Preliminary results of a large trial have shown that single-incision laparoscopic cholecystectomy (SILC) is safe, and, although it requires more operating time, cosmetic satisfaction was higher among patients who had SILC compared to those who underwent traditional (4-port) laparoscopic surgery.

Laparoscopic cholecystectomy uses several (usually 4) small incisions in the abdomen to allow the insertion of operating ports, small cylindrical tubes approximately 5 to 10 mm in diameter, through which surgical instruments are placed into the abdominal cavity. 
The laparoscope, an instrument with a video camera and light source at the end, illuminates the abdominal cavity and sends a magnified image from inside the abdomen to a video screen, giving the surgeon a clear view of the organs and tissues. 
The cystic duct and cystic artery are identified and dissected, then ligated with clips and cut in order to remove the gallbladder. The gallbladder is then removed through one of the ports.

At least 10% of patients undergoing cholecystectomy have pain afterwards.

Of patients who have pain postoperatively a few have a biliary cause such as a ductal stone, and some have other gastrointestinal pathology or functional bowel disease, but most have no significant abnormalities on imaging the laboratory testing.

Bile duct injury occurs more frequently during a laparoscopic cholecystectomy than during open cholecystectomy.

Rates of complications other than bile duct injury after laparoscopic cholecystectomy:


Wound infection 1.25%



Urinary retention 0.90%



Bleeding 0.79%



Retained stone in the common bile duct 0.50%



Respiratory 0.48%



Cardiac 0.36%



Intra-abdominal abscess 0.34%



Hernia 0.21%


Bowel injury, sepsis, pancreatitis, and deep vein thrombosis/pulmonary embolism to be around 0.15% each.


Leakage from the stump of the cystic duct is a complication is more common with the laparoscopic approach than the open approach but is still rare, occurring in less than 1% of procedures.



Leakage from the stump of the cystic duct  is treated by drainage followed by insertion of a bile duct stent.

In the presence of inflammation, dissection may be technically more difficult and can distort local anatomy increasing the risk of bile duct injury.

If dissection is difficult a low threshold to conversion to open cholecystectomy should be present and avoiding dissection when there is poorly defined anatomy, and the surgeon should be willing to abandon total cholecystectomy in favor of subtotal cholecystectomy or cholecystostomy to prevent bile duct injury.

To limit surgical trauma to the abdominal wall, presently there is use of smaller and fewer laparoscopic ports.

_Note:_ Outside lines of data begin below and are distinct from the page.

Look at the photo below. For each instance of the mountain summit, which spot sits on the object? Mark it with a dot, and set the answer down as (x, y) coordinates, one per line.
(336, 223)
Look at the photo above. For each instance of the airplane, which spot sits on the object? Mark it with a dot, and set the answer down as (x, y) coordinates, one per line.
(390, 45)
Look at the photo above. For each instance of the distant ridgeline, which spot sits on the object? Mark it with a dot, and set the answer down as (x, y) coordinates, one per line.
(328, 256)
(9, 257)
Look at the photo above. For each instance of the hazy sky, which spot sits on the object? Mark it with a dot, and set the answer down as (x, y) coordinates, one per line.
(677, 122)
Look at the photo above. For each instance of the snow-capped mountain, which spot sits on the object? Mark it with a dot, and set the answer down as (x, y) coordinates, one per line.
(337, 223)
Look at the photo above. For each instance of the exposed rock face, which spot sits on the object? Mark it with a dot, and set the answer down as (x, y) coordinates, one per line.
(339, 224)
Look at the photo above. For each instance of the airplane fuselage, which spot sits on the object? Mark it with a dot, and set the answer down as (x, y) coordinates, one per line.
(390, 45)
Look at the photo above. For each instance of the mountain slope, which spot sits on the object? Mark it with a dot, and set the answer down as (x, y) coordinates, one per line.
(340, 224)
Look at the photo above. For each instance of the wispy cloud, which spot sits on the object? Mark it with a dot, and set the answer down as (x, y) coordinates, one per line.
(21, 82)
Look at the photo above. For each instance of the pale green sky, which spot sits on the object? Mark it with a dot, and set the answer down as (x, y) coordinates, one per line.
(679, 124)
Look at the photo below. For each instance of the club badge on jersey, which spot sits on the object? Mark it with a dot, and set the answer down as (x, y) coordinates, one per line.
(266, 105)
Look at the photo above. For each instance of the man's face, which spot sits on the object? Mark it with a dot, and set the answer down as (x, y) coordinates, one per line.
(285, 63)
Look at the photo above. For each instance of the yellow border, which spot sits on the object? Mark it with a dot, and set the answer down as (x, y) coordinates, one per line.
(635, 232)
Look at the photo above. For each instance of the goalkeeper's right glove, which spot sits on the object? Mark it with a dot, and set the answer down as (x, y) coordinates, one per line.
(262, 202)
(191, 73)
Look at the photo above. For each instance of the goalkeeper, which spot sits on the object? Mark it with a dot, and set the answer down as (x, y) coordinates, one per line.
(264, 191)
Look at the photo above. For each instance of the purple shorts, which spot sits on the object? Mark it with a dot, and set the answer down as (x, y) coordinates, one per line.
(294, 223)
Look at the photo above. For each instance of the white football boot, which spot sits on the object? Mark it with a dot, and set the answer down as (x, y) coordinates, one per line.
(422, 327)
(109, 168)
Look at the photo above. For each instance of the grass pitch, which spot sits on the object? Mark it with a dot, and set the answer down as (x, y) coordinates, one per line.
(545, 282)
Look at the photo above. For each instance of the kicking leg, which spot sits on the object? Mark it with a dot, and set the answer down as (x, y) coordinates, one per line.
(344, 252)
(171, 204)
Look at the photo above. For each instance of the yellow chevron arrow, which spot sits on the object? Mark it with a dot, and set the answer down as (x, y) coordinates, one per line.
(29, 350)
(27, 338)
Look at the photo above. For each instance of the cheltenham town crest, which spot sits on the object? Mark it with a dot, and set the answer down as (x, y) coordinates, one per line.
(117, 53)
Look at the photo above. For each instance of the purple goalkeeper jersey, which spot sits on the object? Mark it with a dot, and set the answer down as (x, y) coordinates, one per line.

Single incision laparoscopic procedures and minilaparoscopic cholecystectomy are more challenging to perform and prolong operating time and increased costs, as does robotic assisted laparoscopic cholecystectomy.

Postoperative complications after laparoscopic cholecystectomy is reported in about 6% of patients.

The most common complications are abdominal wall or intra-abdominal wall bleeding at 1.8%, and superficial wound infection at 1%.

Extrahepatic bile duct injury occurs in 0.4%.